わかりやすい、犬と猫のフィラリア予防

フィラリアとは、心臓に寄生する細長い(体長約15-30cm)寄生虫で、犬では感染症として一般的ですが、家庭猫でも10%程度は感染しているという報告があり、当院では犬も猫も予防を推奨しています。
猫では寄生数が犬より少なく症状が発現しにくいため、あまり浸透されていませんが、突然死などを起こす原因になります。

フィラリアは、感染している犬の血液の中に幼虫がたくさん存在しており、蚊が血液と共に吸い込み、蚊の体内で成長して感染力を獲得して、正常な犬や猫の血液を吸う時に感染します。
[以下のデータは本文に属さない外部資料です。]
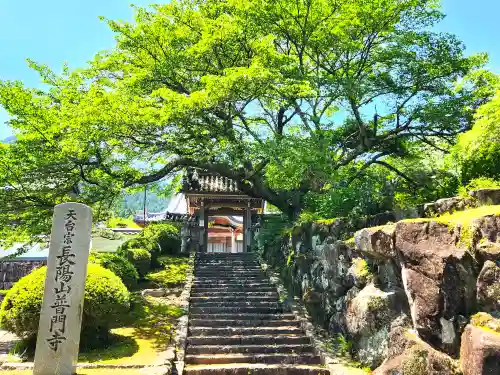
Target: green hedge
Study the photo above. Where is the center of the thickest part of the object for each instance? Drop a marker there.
(157, 239)
(165, 237)
(140, 258)
(106, 301)
(119, 265)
フィラリア予防は、当院では「HDU」という基準に従い予防期間を設定しています。
HDUとは、フィラリアを媒介する蚊の体内で、フィラリアの幼虫が成熟するために必要な積算温度の単位のことです。この基準に合った暖かい環境でないと、フィラリアは感染しません。蚊がいるからといって必ずしも感染するわけではない、ということです。
※HDU:Heartworm Development heat Unit の略。

この基準に照らし合わせると、例えば沖縄ではほぼ1年中予防が必要になります。
北海道では、7月中旬~9月下旬までが感染期間となります。
神奈川県などの関東圏内では、5月初旬~11月中旬にかけて、感染が成立し得る期間となります。

下記の表は、神奈川県における、HDUに基づいたフィラリア感染期間です。

フィラリアは感染するとき、犬や猫の皮下組織にまず入り込みますが、そこで1ヵ月以上は留まります。フィラリア予防薬は、この皮下組織に存在するフィラリアを100%駆除する駆虫薬の効果があります。
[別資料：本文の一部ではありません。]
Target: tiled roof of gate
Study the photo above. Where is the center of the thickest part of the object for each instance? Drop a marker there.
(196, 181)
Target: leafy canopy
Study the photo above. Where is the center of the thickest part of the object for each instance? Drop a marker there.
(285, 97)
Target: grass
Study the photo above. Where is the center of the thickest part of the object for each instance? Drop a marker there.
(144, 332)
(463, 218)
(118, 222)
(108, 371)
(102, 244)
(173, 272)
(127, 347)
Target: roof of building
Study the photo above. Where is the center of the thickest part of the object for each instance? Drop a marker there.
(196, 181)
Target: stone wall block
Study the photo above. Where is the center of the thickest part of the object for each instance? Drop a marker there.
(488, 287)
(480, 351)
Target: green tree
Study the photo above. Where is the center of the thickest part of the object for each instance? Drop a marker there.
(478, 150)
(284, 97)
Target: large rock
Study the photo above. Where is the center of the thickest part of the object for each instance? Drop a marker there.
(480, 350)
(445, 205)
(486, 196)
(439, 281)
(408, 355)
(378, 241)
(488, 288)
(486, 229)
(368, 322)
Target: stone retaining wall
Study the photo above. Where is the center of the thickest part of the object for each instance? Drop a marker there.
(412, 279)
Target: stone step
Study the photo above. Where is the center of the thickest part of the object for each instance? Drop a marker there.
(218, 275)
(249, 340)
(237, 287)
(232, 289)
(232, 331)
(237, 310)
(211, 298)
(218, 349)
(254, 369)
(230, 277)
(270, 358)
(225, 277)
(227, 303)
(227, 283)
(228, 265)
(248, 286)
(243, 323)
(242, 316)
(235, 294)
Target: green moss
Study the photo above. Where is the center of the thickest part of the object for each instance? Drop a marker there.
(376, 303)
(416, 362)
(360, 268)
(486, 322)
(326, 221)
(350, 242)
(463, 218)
5月初旬に感染があったとして、5月下旬ごろからフィラリア予防薬を開始すれば間に合う、ということです。
その後も月に1回、定期的にフィラリア予防薬を投与することで皮下組織内のフィラリアを駆除し続け、11月中旬以降に最後に投与しておけば、シーズンのフィラリア予防ができる、ということになります(当院では5月末~11月末あたりをフィラリア予防薬の投与期間としています)。
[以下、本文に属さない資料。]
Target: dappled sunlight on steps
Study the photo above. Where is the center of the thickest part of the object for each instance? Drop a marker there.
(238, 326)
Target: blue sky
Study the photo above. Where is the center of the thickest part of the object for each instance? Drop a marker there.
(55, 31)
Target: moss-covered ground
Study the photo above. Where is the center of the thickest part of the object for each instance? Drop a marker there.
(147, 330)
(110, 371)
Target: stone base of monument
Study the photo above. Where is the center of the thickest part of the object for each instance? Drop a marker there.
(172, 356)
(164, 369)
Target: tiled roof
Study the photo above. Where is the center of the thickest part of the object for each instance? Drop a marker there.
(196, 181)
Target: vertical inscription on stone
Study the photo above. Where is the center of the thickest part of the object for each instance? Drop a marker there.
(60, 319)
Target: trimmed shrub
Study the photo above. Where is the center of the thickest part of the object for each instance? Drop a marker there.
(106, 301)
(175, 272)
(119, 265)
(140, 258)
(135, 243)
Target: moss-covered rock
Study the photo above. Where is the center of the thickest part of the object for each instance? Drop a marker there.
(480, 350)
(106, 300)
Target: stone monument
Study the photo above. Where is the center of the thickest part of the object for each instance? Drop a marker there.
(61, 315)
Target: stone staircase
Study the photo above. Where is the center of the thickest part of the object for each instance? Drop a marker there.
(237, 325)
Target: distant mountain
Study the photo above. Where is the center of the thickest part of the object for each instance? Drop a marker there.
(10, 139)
もちろん1年中投与し続けることも1つの方法であり、この期間より長く投与することは問題ありません。

フィラリア予防薬は、犬の場合、開始前に必ず血液の検査をして、感染していないことを確認する必要があります(血液は3滴あれば検査可能です)。
※猫では感染しても寄生数が少ないため、検査で陰性となることが多く、通常は検査を行い
ません。

3月~5月の間でフィラリア検査を実施していますので、この期間にフィラリア検査にお越し下さい。
また、この期間はフィラリア検査も兼ねて血液検査や画像診断をセットで行っていますので、定期的な健康診断として是非ご利用下さい。

予防薬は、犬ではおやつタイプ、猫では背中に付けるスポットタイプを推奨しています。
また、同時にノミやマダニの予防ができるものを推奨しています。
ノミやマダニの予防に関しては、通年の予防を推奨しています。

気になる点などあれば、是非ご相談下さい。
分かりにくかったらすみません、診察室でも改めてご説明致します。